Darbinian T M, Zatevakhina M V, Abramushkina N P, Kuznetsova B A, Pugonin E V
Anesteziol Reanimatol. 1990 May-Jun(3):9-13.
Three techniques of general intravenous anesthesia were compared, using mathematical parameters of the heart rhythm, hemodynamic and sympathoadrenal system responses, arterial blood Hb saturation with O2 (SaO2) and thermometry. It has been established that anesthesia with dipidolor ensures adequate protection against the operation stress both in patients with tetralogy of Fallot previously subject to interarterial anastomoses and patients with tetralogy of Fallot without anastomoses. Combined fentanyl and ketamine anesthesia ensures an adequate protection against the operation stress only in patients with tetralogy of Fallot without anastomoses. A more marked response of sympathetic autonomous nervous system and hemodynamics in patients with tetralogy of Fallot previously subject to anastomoses is, probably, mediated by a more intensive analgesic sequestration in the lungs in the presence of functioning anastomoses, which attenuates the analgetic effect. Anesthesia in patients with tetralogy of Fallot previously subject to interaortic anastomoses should be performed using higher doses of narcotic analgesics.

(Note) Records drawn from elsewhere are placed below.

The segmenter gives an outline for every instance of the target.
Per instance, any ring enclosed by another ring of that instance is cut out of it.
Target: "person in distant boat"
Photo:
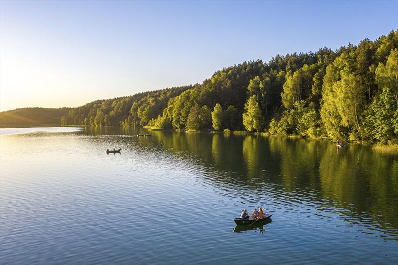
[[[242,212],[240,214],[240,219],[244,220],[248,218],[249,218],[249,214],[247,213],[247,210],[245,209],[244,210],[242,211]]]
[[[253,210],[253,212],[252,213],[252,214],[254,214],[256,217],[258,217],[259,214],[257,209],[255,208],[254,210]]]
[[[262,208],[259,208],[258,218],[264,218],[264,211],[263,210]]]

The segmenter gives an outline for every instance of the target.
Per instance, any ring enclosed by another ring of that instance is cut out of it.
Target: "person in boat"
[[[253,213],[252,213],[251,215],[249,216],[249,220],[257,220],[257,217],[254,213],[254,211],[253,211]]]
[[[247,213],[247,210],[246,209],[242,211],[240,214],[240,219],[244,220],[249,218],[249,214]]]
[[[258,218],[259,219],[264,218],[264,211],[262,208],[259,208]]]
[[[253,212],[252,213],[252,214],[255,215],[256,217],[258,217],[259,213],[257,209],[255,208],[254,210],[253,210]]]

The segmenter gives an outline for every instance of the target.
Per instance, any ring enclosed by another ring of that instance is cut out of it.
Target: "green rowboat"
[[[260,219],[257,220],[249,220],[248,219],[245,219],[244,220],[242,220],[240,218],[234,218],[233,220],[235,222],[235,223],[237,225],[250,225],[250,224],[252,224],[256,222],[256,223],[260,223],[260,222],[263,222],[263,221],[269,218],[272,216],[272,213],[266,213],[264,214],[264,217]]]

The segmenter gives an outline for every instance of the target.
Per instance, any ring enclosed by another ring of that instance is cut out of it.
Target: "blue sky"
[[[398,28],[398,1],[0,2],[0,110],[77,106]]]

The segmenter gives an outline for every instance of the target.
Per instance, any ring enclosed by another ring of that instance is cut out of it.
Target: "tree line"
[[[335,51],[244,62],[201,84],[97,100],[61,124],[245,130],[398,143],[398,30]]]

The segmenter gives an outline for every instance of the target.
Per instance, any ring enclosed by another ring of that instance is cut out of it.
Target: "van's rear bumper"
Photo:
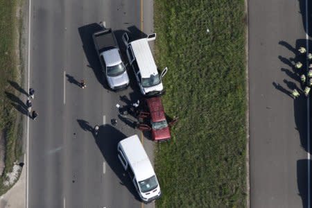
[[[159,195],[157,195],[157,196],[154,196],[154,197],[150,198],[148,198],[148,199],[146,200],[144,200],[143,198],[141,198],[141,199],[142,200],[142,201],[143,201],[144,203],[148,204],[148,203],[150,203],[150,202],[153,202],[153,200],[157,200],[157,199],[159,199],[161,196],[162,196],[162,192],[160,192]]]

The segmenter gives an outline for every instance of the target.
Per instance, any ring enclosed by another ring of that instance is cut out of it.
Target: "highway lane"
[[[307,101],[289,95],[305,1],[248,4],[250,207],[308,207]]]
[[[91,37],[100,21],[118,35],[128,27],[137,35],[143,26],[152,31],[153,14],[141,11],[153,1],[141,3],[32,1],[30,85],[39,116],[29,127],[28,207],[142,206],[115,155],[119,140],[141,135],[119,119],[116,107],[125,105],[122,96],[135,101],[137,87],[132,79],[126,91],[107,89]],[[81,79],[85,89],[76,84]],[[102,125],[98,138],[90,132],[96,124]],[[151,143],[144,144],[153,156]]]

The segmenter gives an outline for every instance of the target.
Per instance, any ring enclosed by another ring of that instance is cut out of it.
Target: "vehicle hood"
[[[159,85],[153,86],[150,87],[143,87],[143,90],[144,90],[144,94],[148,94],[150,92],[162,92],[164,89],[164,86],[162,85],[162,83],[161,82]]]
[[[123,73],[117,76],[108,76],[107,82],[112,88],[121,86],[129,83],[129,77],[128,76],[127,70]]]
[[[117,49],[105,51],[102,54],[107,67],[115,66],[121,62],[121,58]]]
[[[152,129],[152,135],[153,139],[155,141],[162,139],[169,139],[171,137],[168,126],[159,130]]]

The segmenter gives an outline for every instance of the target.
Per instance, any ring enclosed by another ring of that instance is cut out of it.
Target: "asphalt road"
[[[304,60],[305,3],[248,2],[251,207],[308,207],[307,99],[290,96],[305,70],[291,64]]]
[[[128,90],[108,89],[92,40],[101,21],[119,40],[125,31],[137,37],[142,28],[153,31],[153,1],[141,3],[31,1],[30,86],[39,116],[29,125],[28,207],[143,207],[116,155],[120,139],[141,137],[116,107],[135,101],[137,87],[130,76]],[[84,89],[77,85],[82,79]],[[96,124],[102,125],[98,137],[91,132]],[[144,144],[153,158],[151,142]]]

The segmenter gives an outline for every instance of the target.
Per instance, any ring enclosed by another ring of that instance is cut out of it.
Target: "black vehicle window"
[[[135,70],[135,73],[137,74],[139,72],[139,66],[137,65],[137,62],[135,60],[132,63],[133,70]]]
[[[131,168],[131,167],[128,166],[128,174],[129,174],[129,176],[131,179],[133,179],[135,177],[135,174],[133,173],[132,169]]]
[[[135,60],[135,56],[133,56],[133,53],[131,46],[129,46],[128,48],[128,53],[129,54],[129,59],[130,62],[131,62],[132,60]]]
[[[121,152],[120,152],[120,151],[118,151],[118,155],[119,155],[119,157],[122,160],[122,163],[123,164],[123,165],[125,165],[127,163],[125,161],[125,159],[123,157],[123,153]]]
[[[101,61],[101,63],[102,64],[102,65],[104,67],[105,67],[106,64],[105,64],[105,62],[104,61],[104,58],[103,58],[103,55],[101,55],[100,61]]]
[[[139,80],[141,81],[141,73],[139,71],[137,76],[139,77]]]

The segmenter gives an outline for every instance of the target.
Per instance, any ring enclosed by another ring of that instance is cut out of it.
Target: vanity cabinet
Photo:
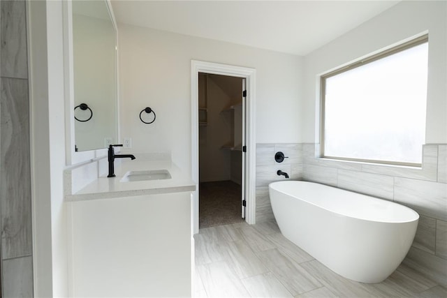
[[[68,202],[72,297],[191,297],[191,193]]]

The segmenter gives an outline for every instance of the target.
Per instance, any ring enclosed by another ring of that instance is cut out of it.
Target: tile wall
[[[274,154],[278,151],[288,157],[282,163],[274,161]],[[268,196],[268,184],[275,181],[286,180],[284,176],[277,174],[278,170],[288,173],[293,180],[300,180],[302,168],[301,144],[256,144],[256,223],[274,218]]]
[[[284,145],[258,144],[256,149],[257,222],[258,218],[262,222],[272,216],[267,186],[279,179],[272,174],[277,167],[288,166],[269,161],[277,146]],[[447,285],[447,144],[425,145],[422,169],[320,159],[316,158],[319,146],[315,144],[286,147],[301,154],[295,158],[295,163],[290,165],[293,179],[370,195],[416,211],[420,216],[419,225],[404,262]]]
[[[26,2],[0,1],[2,297],[33,296]]]

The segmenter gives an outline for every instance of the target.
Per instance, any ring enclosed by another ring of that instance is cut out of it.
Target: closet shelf
[[[233,110],[234,110],[236,107],[242,107],[242,102],[238,103],[236,103],[235,105],[230,105],[229,107],[227,107],[224,108],[224,110],[222,110],[221,111],[221,113],[223,113],[223,112],[230,112],[230,111],[233,111]]]
[[[221,149],[224,150],[230,150],[230,151],[242,151],[242,145],[236,145],[235,146],[233,144],[227,144],[221,147]]]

采用心律、血流动力学和交感肾上腺系统反应、动脉血血红蛋白氧饱和度(SaO2)及体温测量等数学参数,对三种全身静脉麻醉技术进行了比较。结果表明,对于既往接受过动脉间吻合术的法洛四联症患者和未接受吻合术的法洛四联症患者,双氯芬酸麻醉均可确保对手术应激提供充分保护。芬太尼和氯胺酮联合麻醉仅对未接受吻合术的法洛四联症患者的手术应激提供充分保护。既往接受过吻合术的法洛四联症患者交感自主神经系统和血流动力学反应更为明显,这可能是由于存在功能性吻合时肺部更强的镇痛作用减弱了镇痛效果。对于既往接受过主动脉间吻合术的法洛四联症患者,应使用更高剂量的麻醉性镇痛药进行麻醉。